Department of Microbiology and Immunology and the Cancer Research Institute, University of California San Francisco, San Francisco, California, United States of America.
PLoS One. 2010 Dec 3;5(12):e15184. doi: 10.1371/journal.pone.0015184.
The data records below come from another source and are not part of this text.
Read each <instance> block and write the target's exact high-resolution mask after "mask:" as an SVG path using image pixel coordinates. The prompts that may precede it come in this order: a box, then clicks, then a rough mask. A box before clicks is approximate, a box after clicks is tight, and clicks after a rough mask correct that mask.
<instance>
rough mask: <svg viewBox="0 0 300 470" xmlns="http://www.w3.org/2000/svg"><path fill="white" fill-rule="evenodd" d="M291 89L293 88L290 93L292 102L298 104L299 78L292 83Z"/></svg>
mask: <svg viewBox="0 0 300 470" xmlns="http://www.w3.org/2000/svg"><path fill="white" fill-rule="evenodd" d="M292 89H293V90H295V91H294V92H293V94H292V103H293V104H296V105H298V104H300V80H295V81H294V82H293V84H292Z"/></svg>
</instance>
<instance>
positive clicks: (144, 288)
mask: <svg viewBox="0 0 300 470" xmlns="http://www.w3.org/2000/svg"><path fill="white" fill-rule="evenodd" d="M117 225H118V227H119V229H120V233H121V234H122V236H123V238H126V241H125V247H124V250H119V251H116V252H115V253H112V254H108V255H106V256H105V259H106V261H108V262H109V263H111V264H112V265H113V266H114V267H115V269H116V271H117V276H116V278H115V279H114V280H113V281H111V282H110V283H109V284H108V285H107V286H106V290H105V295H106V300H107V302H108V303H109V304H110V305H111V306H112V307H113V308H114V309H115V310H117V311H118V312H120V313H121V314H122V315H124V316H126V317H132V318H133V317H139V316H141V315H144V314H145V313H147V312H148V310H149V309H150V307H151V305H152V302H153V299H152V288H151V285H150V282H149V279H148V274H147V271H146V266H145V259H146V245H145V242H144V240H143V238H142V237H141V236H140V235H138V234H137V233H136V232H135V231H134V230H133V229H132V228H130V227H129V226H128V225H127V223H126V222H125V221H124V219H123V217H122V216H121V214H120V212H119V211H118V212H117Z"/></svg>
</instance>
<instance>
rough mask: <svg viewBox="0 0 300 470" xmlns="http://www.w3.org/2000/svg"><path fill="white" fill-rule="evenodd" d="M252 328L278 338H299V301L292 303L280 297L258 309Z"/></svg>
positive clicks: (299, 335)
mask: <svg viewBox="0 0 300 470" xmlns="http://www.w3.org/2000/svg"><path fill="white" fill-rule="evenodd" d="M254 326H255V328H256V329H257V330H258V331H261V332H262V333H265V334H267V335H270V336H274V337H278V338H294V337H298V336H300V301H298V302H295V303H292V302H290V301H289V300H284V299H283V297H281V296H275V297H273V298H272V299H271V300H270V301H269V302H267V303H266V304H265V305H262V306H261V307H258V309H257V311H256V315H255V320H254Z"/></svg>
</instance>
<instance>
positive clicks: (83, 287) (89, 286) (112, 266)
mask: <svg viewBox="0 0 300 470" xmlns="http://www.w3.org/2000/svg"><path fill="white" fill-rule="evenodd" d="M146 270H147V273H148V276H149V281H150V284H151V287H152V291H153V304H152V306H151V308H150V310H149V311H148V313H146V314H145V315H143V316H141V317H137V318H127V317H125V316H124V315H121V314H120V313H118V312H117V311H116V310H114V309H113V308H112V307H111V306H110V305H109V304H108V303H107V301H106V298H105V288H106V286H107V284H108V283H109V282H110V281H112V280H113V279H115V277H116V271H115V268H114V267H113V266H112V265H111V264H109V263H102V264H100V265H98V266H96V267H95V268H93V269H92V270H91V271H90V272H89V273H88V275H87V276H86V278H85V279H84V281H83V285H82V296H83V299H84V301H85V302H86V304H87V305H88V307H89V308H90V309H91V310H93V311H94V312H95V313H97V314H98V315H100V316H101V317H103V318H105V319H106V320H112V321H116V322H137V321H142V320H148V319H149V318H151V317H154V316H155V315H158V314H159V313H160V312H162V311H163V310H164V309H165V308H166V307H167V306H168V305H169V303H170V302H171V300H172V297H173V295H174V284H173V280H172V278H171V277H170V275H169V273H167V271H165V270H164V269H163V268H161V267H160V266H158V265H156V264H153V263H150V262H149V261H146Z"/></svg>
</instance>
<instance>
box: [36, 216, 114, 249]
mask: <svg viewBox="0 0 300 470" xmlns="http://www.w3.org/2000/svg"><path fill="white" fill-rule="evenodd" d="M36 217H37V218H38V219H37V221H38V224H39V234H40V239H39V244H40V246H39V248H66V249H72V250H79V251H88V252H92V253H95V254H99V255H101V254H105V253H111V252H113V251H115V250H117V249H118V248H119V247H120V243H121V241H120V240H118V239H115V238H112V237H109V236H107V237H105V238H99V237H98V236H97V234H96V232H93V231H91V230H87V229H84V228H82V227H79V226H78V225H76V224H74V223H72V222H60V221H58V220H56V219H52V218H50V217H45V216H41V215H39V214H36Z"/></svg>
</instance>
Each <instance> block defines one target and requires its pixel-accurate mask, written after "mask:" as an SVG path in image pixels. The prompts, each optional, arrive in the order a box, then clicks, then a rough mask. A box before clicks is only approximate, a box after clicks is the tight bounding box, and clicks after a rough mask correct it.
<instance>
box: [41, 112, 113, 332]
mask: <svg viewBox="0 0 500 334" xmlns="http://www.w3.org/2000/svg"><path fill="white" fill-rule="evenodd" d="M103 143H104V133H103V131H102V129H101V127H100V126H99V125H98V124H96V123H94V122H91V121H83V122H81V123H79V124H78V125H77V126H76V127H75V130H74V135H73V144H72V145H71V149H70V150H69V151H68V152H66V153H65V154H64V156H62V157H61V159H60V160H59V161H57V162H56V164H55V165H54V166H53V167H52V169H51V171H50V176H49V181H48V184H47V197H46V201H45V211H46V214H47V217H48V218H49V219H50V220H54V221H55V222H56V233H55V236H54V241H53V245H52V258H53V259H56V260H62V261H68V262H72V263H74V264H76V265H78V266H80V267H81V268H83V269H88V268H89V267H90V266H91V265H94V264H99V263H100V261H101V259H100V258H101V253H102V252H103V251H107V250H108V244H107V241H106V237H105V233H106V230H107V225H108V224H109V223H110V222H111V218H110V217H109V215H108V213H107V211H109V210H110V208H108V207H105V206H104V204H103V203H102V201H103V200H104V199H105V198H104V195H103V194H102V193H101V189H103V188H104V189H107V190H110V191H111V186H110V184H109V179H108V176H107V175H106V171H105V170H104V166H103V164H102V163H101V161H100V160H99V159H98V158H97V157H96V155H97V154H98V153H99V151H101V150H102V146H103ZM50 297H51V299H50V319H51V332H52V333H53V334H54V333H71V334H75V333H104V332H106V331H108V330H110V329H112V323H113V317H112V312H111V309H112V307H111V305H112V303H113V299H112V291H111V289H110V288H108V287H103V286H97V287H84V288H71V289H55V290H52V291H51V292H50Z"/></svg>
The CD94 transmembrane-anchored glycoprotein forms disulfide-bonded heterodimers with the NKG2A subunit to form an inhibitory receptor or with the NKG2C or NKG2E subunits to assemble a receptor complex with activating DAP12 signaling proteins. CD94 receptors expressed on human and mouse NK cells and T cells have been proposed to be important in NK cell tolerance to self, play an important role in NK cell development, and contribute to NK cell-mediated immunity to certain infections including human cytomegalovirus. We generated a gene-targeted CD94-deficient mouse to understand the role of CD94 receptors in NK cell biology. CD94-deficient NK cells develop normally and efficiently kill NK cell-susceptible targets. Lack of these CD94 receptors does not alter control of mouse cytomegalovirus, lymphocytic choriomeningitis virus, vaccinia virus, or Listeria monocytogenes. Thus, the expression of CD94 and its associated NKG2A, NKG2C, and NKG2E subunits is dispensable for NK cell development, education, and many NK cell functions.
CD94 跨膜锚定糖蛋白与 NKG2A 亚基形成二硫键异源二聚体,形成抑制性受体,或与 NKG2C 或 NKG2E 亚基形成具有激活 DAP12 信号蛋白的受体复合物。在人和小鼠 NK 细胞和 T 细胞上表达的 CD94 受体被认为在 NK 细胞对自身的耐受中很重要,在 NK 细胞发育中起重要作用,并有助于 NK 细胞对某些感染(包括人类巨细胞病毒)的免疫。我们生成了一个基因靶向的 CD94 缺陷型小鼠,以了解 CD94 受体在 NK 细胞生物学中的作用。CD94 缺陷型 NK 细胞正常发育并有效地杀伤 NK 细胞敏感的靶细胞。缺乏这些 CD94 受体不会改变对小鼠巨细胞病毒、淋巴细胞性脉络丛脑膜炎病毒、牛痘病毒或李斯特菌的控制。因此,CD94 的表达及其相关的 NKG2A、NKG2C 和 NKG2E 亚基对于 NK 细胞的发育、教育和许多 NK 细胞功能是可有可无的。